Nad Arktyką miała miejsce sytuacja, która wymagała natychmiastowej reakcji sił powietrznych Stanów Zjednoczonych i Kanady. Dowództwo Obrony Północnoamerykańskiej Przestrzeni Powietrznej i Kosmicznej (NORAD) zauważyło niepokojącą aktywność rosyjskich samolotów wojskowych, co sprowokowało odpalenie alarmowej procedury.
DECYZJA NORAD
W odpowiedzi na sygnały o obecności rosyjskich jednostek, NORAD postanowił wysłać w powietrze osiem myśliwców, w tym nowoczesne F-35 oraz samolot wczesnego ostrzegania AWACS. Choć działania miały miejsce na początku tygodnia, szczegółowe informacje na temat typów rosyjskich maszyn nie zostały ujawnione.
PATROLE POWIETRZNE
Patrole przeprowadzane przez amerykańskie i kanadyjskie siły zbrojne objęły szeroki obszar — od wybrzeży Alaski po północne rejony Kanady. W ramach kanadyjskiego składu NORAD, dwa samoloty CF-18, wspierane przez cysternę KC-135, współpracowały z amerykańskimi F-35 oraz E-3 AWACS, oraz dodatkowymi samolotami tankującymi, wykonując misje patrolowe mające na celu dokładniejszą kontrolę rosyjskich aktywności.
STANDARDOWE PROCEDURY
NORAD zaznacza, że obecność rosyjskich samolotów nie stanowiła bezpośredniego zagrożenia, jednak działania te są częścią rutynowych procedur zwiększenia obecności wojskowej w regionie Arktyki. W ramach tych działań, wysłano również dwa myśliwce F-16 z Alaski do Grenlandii, co jest realizacją umowy o wzmocnieniu militarnym w tym obszarze.
INCYDENT NA ALASCE
W kontekście tych wydarzeń, warto odnotować incydent z 28 stycznia, kiedy to jeden z myśliwców F-35 uległ wypadkowi na terenie bazy Eielson na Alasce. Pilotowi udało się bezpiecznie katapultować i został wypisany ze szpitala wojskowego. NORAD zapewnia, że ten wypadek nie miał związku z toczącymi się tego dnia patrolami.

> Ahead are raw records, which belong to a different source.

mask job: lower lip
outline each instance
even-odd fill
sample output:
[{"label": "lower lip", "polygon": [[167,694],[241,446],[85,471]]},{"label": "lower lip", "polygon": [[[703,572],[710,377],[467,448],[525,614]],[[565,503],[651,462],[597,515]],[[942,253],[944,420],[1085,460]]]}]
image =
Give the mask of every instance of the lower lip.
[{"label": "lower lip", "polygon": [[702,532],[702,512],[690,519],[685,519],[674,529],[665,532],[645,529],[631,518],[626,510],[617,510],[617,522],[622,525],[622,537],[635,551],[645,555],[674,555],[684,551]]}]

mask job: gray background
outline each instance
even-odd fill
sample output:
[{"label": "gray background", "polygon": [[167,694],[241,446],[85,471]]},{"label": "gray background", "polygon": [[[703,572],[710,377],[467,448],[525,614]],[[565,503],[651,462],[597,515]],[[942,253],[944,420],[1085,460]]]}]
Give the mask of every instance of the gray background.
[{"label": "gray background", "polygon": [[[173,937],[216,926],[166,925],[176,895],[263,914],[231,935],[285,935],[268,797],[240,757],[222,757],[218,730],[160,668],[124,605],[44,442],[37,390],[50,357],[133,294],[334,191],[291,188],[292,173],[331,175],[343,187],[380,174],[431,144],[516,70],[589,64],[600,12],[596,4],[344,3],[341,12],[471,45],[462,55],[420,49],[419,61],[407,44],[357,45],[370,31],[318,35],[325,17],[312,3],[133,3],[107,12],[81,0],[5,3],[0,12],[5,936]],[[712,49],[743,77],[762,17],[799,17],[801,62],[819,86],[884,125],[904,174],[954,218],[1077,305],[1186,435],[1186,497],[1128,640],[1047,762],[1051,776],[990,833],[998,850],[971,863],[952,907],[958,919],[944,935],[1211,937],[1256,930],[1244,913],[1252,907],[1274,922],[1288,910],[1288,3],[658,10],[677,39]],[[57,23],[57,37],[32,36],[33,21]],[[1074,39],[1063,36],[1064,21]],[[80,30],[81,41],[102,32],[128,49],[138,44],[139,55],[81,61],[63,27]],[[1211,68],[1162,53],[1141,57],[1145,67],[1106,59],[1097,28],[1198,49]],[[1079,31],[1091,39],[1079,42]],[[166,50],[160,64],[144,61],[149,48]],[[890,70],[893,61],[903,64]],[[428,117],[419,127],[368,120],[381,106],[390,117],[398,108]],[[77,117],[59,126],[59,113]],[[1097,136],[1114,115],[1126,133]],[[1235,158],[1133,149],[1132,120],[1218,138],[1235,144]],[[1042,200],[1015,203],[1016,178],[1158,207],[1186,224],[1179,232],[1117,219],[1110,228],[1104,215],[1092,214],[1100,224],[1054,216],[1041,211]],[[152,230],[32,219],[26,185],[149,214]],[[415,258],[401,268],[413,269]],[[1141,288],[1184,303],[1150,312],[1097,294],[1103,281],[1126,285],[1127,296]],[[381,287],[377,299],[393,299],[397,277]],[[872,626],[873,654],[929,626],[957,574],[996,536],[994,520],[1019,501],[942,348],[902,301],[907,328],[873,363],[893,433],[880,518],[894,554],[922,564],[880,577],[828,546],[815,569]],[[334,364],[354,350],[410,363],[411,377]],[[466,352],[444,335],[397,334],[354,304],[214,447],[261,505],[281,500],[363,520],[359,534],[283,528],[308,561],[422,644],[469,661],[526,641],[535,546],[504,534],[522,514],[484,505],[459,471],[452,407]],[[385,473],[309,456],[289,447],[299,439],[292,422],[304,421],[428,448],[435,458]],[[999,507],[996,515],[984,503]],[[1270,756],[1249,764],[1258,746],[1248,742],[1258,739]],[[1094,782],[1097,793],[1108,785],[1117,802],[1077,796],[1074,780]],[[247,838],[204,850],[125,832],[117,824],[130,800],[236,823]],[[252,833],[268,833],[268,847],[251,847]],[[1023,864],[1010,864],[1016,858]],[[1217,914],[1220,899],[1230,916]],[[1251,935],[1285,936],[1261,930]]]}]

ROSYJSKA EKSPANSJA W ARKTYCE
Stany Zjednoczone nieustannie ostrzegają przed rosnącą aktywnością Rosji oraz Chin w Arktyce, co może zagrażać bezpieczeństwu USA i ich sojuszników. Rosja, zwiększając swoją obecność militarną w tym regionie i testując pociski hipersoniczne, a także prowadzając działania związane z okrętem podwodnym Archangielsk, staje się coraz bardziej dominującym graczem w strategicznie istotnym obszarze globu.